NEW YORK - Moody’s Investors Service today will downgrade New York’s Metropolitan Transportation Authority’s revenue bonds to A3 from A2, MTA spokesman Jeremy Soffin said.

Moody’s analyst Nicole Johnson confirmed the downgrade, but the report has not yet been issued.

The downgrade comes as the MTA reports, in a supplemental offering document for the bonds it is scheduled to sell today, that the state Division of Budget has informed it that revenue from a payroll tax will be $350 million lower in 2010 than projected.

The MTA is scheduled to be in the market today with $650 million of bonds on its transportation revenue credit. A retail order period was scheduled yesterday. Barclays Capital is the lead manager on the deal.

The payroll tax, known as a “mobility tax,” is levied on employers in the 12 counties served by the MTA. The tax was imposed last year as part of a bailout package and had been expected to bring in $1.54 billion in 2010.

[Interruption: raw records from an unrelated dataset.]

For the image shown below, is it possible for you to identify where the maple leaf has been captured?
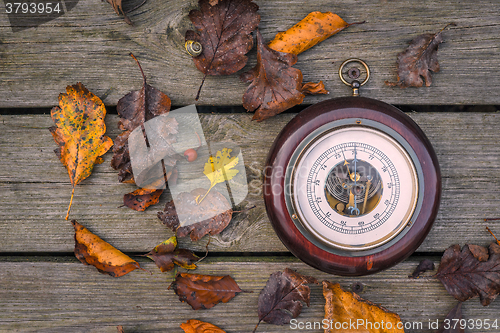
[436,243,500,306]
[111,54,178,183]
[323,281,404,333]
[158,188,233,242]
[186,0,260,100]
[254,268,318,332]
[169,273,242,310]
[146,236,198,272]
[181,319,226,333]
[386,23,455,88]
[49,83,113,220]
[71,220,145,277]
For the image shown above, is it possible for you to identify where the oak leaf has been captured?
[323,281,404,333]
[49,83,113,220]
[254,268,318,332]
[146,236,198,272]
[436,243,500,306]
[185,0,260,100]
[158,188,233,242]
[71,220,144,277]
[111,54,178,183]
[386,23,455,88]
[170,273,242,310]
[181,319,226,333]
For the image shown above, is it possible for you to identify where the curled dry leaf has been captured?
[186,0,260,100]
[386,23,455,88]
[49,83,113,220]
[146,236,198,272]
[181,319,226,333]
[323,281,404,333]
[71,220,146,277]
[254,268,318,332]
[436,243,500,306]
[158,188,233,242]
[170,273,242,310]
[268,12,363,54]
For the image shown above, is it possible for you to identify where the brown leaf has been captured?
[240,30,304,122]
[186,0,260,100]
[436,243,500,306]
[436,302,464,333]
[123,188,163,212]
[254,268,318,332]
[158,188,233,242]
[181,319,226,333]
[111,54,177,183]
[71,220,142,277]
[323,281,404,333]
[146,236,198,272]
[386,23,455,88]
[408,259,434,279]
[49,83,113,220]
[170,273,242,310]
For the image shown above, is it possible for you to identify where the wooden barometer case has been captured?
[263,59,441,276]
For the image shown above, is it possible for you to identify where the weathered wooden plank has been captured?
[0,0,500,107]
[0,113,500,252]
[0,258,500,333]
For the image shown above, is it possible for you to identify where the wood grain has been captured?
[0,0,500,107]
[0,112,500,253]
[0,257,500,333]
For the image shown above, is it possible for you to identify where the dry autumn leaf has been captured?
[253,268,318,332]
[268,12,363,54]
[71,220,144,277]
[181,319,226,333]
[111,54,178,183]
[436,243,500,306]
[170,273,242,310]
[49,83,113,220]
[146,236,198,272]
[323,281,404,333]
[386,23,455,88]
[158,188,233,242]
[186,0,260,100]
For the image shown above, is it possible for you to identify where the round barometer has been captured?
[264,59,441,275]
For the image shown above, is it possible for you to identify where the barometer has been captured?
[263,59,441,275]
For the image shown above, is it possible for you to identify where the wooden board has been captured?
[0,257,500,333]
[0,0,500,107]
[0,112,500,253]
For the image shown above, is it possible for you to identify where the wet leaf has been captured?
[71,220,142,277]
[123,188,163,212]
[268,12,359,54]
[181,319,226,333]
[49,83,113,220]
[436,302,464,333]
[186,0,260,100]
[386,23,455,88]
[146,236,198,272]
[408,259,434,279]
[170,273,242,310]
[111,54,178,183]
[436,243,500,306]
[323,281,404,333]
[158,188,233,242]
[254,268,318,332]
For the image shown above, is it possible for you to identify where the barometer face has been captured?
[264,97,441,275]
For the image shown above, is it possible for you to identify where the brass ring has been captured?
[339,58,370,86]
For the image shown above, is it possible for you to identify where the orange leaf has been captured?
[71,220,146,277]
[181,319,226,333]
[323,281,404,333]
[268,12,355,54]
[49,83,113,220]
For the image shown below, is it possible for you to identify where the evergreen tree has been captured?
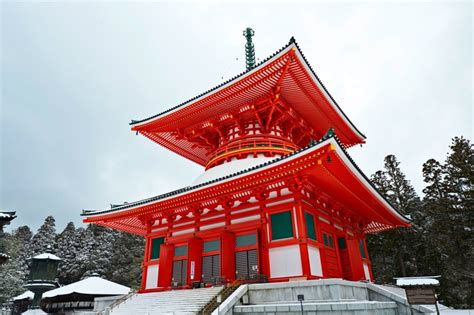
[111,232,145,288]
[56,222,82,284]
[31,216,57,256]
[83,225,118,279]
[0,226,32,303]
[423,137,474,308]
[367,155,424,283]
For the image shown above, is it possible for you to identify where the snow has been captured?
[12,290,35,301]
[43,277,130,298]
[21,308,48,315]
[33,253,62,260]
[397,277,439,287]
[192,156,275,186]
[0,212,14,219]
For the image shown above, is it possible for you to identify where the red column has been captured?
[295,193,311,277]
[187,237,202,284]
[140,237,150,290]
[158,244,174,287]
[257,197,270,278]
[346,238,365,281]
[221,231,235,282]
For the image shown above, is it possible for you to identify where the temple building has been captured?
[82,29,409,292]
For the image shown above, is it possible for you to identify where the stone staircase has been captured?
[107,287,223,315]
[212,279,432,315]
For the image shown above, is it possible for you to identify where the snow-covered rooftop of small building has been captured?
[192,156,276,186]
[21,308,48,315]
[43,276,130,298]
[0,211,16,219]
[397,277,439,287]
[12,290,35,301]
[33,253,62,260]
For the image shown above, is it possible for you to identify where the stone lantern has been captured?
[25,252,61,308]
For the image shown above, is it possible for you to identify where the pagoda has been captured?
[82,28,409,292]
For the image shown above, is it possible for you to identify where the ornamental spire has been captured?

In August, Moody’s took the authority’s transportation revenue bonds off its watch list for downgrade, where it had been since March, and affirmed its stable outlook. On Friday, Moody’s assigned a negative outlook to the credit.

The MTA has $12.24 billion of outstanding debt on its transportation revenue credit, out of $28.62 billion of total bonds outstanding, according to its Web site.